Thursday, February 26, 2009

K. S. Ranjitsinhji


RANJITSINHJI popularly known among cricket lovers as Ranji, was the first batsman in the history of the game to score over 3000 runs in just one season – in 1899. The intrepid cricketer repeated the feat the following year. What’s more, he was also the first batsman in the world to score 1000 runs twice during the same season – in August 1899. Earlier, in 1896, at Yorkshire he scored a century in each innings of the match on the same day. And in 1900, Ranji scored five double centuries, but narrowly missed the sixth century by only eight runs for Sussex against Kent, making this a record that stood unchallenged for 30 years until Bradman scored six double centuries on his first trip to England in 1930.
The master of the leg-glance, Ranji scored 24,696 runs in 500 innings and remained not out 62 times at an average of 56.37 runs. He notched up 72 centuries of which 14 were double centuries. Said Sir Edwin Arnold:“Ranji adopted cricket and turned it into an oriental poem of action.” Ranji has been immortalized in history as the inventor of the leg-glide, and as one of his contemporaries remarked: “He flicked lightning fours off his eyebrows and left ear”. The legendary cricket writer C. B. Fry wrote: “Not only was Ranji a beautiful driver on both sides of the wicket in the classical sense, he could drive, if he liked, hard and high just like a professional Hitler.”
In 1915, Ranji lost his right eye due to a careless shot fired by “a companion” while they were out on a shoot. But he concealed the identity of the person who shot at him.
Born on September 10, 1872 in the village of Sarodar, Ranji not only changed the entire style and technique of cricket but also authored what came to be regarded as a classic in cricket literature. This was his Jubilee Book Of Cricket which was thus reviewed by Francis Thompson: “The author has subjected everything in fielding, bowling and batting to an unprecedented process of analysis, which for the first time provides us with a textbook at all points corresponding to modern needs.”

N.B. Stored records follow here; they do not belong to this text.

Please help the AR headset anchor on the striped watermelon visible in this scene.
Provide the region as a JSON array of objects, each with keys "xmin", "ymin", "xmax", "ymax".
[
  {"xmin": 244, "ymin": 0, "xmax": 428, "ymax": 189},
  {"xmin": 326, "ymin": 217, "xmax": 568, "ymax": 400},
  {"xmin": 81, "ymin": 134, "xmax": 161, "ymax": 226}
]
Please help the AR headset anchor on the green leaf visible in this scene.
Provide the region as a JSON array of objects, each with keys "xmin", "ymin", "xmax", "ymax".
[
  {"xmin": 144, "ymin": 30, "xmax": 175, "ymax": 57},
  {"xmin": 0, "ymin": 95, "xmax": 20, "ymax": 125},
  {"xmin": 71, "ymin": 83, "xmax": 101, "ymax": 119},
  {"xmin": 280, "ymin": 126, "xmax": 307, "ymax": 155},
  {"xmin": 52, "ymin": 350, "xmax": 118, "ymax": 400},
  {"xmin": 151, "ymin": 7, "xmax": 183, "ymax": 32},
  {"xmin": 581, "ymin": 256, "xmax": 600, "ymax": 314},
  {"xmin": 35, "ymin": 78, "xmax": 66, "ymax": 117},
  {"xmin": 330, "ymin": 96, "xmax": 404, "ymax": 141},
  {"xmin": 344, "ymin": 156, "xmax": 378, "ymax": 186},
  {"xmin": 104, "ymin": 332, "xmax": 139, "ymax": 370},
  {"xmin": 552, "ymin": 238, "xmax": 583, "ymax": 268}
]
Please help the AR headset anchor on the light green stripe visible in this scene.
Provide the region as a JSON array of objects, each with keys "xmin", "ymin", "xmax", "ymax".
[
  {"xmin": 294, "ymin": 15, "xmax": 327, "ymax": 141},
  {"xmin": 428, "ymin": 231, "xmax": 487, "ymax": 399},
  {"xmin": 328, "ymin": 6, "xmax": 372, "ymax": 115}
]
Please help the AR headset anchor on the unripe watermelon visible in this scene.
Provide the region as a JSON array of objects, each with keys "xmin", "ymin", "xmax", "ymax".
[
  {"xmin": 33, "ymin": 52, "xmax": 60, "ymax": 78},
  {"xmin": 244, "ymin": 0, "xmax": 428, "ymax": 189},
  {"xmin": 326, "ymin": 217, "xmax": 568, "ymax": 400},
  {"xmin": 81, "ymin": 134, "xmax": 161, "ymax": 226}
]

Duleepsinhji, the nephew of Ranji, wrote: “There is no doubt that any success I have enjoyed at cricket is largely due to my uncle. He coached me and said to me: ‘If you want to play cricket I will give you every help you need.”
Ranji, like most batsman of his time, displayed a vast repertoire of strokes and this compelled C. B. fry to write: “He is more supple in his joints, especially in the wrist, than any English cricketer, and is appreciably quicker.”
Ranji died on April2, 1933 and in 1934 the Ranji Trophy was established to perpetuate the memory of this great Indian cricketer. The first match of the Ranji tournament was played in November 1934 between Mysore and Madras, and Madras won the golden Grecian-urn-shaped trophy.